Conflict of Interest: Gunnar Loske is a consultant for Lohmann & Rauscher GmbH & Co.KG.His patents for negative pressure therapy have been transferred to Lohmann & Rauscher GmbH & Co.KG. A conflict of interest exists due to a financial interest in several negative pressure therapy products currently being launched.

Johannes Müller, Martin Zeile, Eckard Martens and Christian Theodor Müller declare no conflict of interest.

Funding: For this work no funds were received from any organization.
Acknowledgment: We like to thank Selda Schwarzhaupt and the nursing staff of the interdisciplinary endoscopic unit and the surgical department of the Marienkrankenhaus Hamburg for their excellent technical assistance.

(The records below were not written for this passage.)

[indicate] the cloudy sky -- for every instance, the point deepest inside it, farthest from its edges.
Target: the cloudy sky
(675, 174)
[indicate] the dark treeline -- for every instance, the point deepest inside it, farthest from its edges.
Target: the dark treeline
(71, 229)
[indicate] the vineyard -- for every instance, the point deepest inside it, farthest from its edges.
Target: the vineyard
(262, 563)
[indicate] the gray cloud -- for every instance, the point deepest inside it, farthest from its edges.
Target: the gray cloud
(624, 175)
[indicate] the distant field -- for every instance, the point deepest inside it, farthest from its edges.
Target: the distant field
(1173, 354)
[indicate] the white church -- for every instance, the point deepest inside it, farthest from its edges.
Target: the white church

We gratefully acknowledge the support of the Department of Anesthesiology and Intensive Care Medicine.

References

  1. Pattynama LMD, Pouw RE, Henegouwen MIVB, et al. Endoscopic vacuum therapy for anastomotic leakage after upper gastrointestinal surgery. Endoscopy, 2023; 55(11): 1019-1025.
  2. Loske G, Rucktaeschel F, Schorsch T, et al. Endoscopic Negative Pressure Therapy (ENPT) for duodenal leakage - novel repair technique using open-pore film (OFD) and polyurethane-foam drainages (OPD). Endosc Int Open, 2019; 7(11): E1424-E1431.
  3. Wichmann D, Jansen KT, Onken, et al. Endoscopic negative pressure therapy as stand-alone treatment for perforated duodenal diverticulum: presentation of two cases. BMC Gastroenterol, 2021; 21(1): 436.
  4. Müller PC, Morell B, Vetter D, Raptis DA, Kapp JR, Gubler C, et al. Preemptive Endoluminal Vacuum Therapy to Reduce Morbidity After Minimally Invasive Ivor Lewis Esophagectomy: Including a Novel Grading System for Postoperative Endoscopic Assessment of GI-Anastomoses. Ann Surg, 2021; 274(5): 751-757.
  5. Loske G, Müller J, Schulze W, et al. Pre-emptive Active Drainage of Reflux (PARD) in Ivor-Lewis oesophagectomy with negative pressure and simultaneous enteral nutrition using a double-lumen open-pore film drain (dOFD). Surg Endosc, 2022; 36(3): 2208-2216.
  6. Loske G, Müller J, Schulze W, et al. Endoscopic negative pressure treatment: From management of complications to pre-emptive active reflux drainage in abdominothoracic esophageal resection-A new safety concept for esophageal surgery]. Chirurgie (Heidelb), 2023. doi: 10.1007/s00104-023-01970-2.
  7. Kouladouros K, Wichmann D, Loske G. The role of open-pore film drainage systems in endoscopic vacuum therapy: current status and review of the literature. Visc Med, 2023.
  8. Loske G, Schorsch T, Rucktaeschel F, et al. Open-pore Film Drainage (OFD): a new multipurpose tool for endoscopic negative pressure therapy (ENPT). Endosc Int Open, 2018; 6: E865-E871.
  9. Adamenko O, Ferrari C, Seewald S, et al. Prophylactic endoluminal vacuum therapy after major gastrointestinal surgery: a systematic review. Updates Surg, 2022; 74(4): 1177-1186.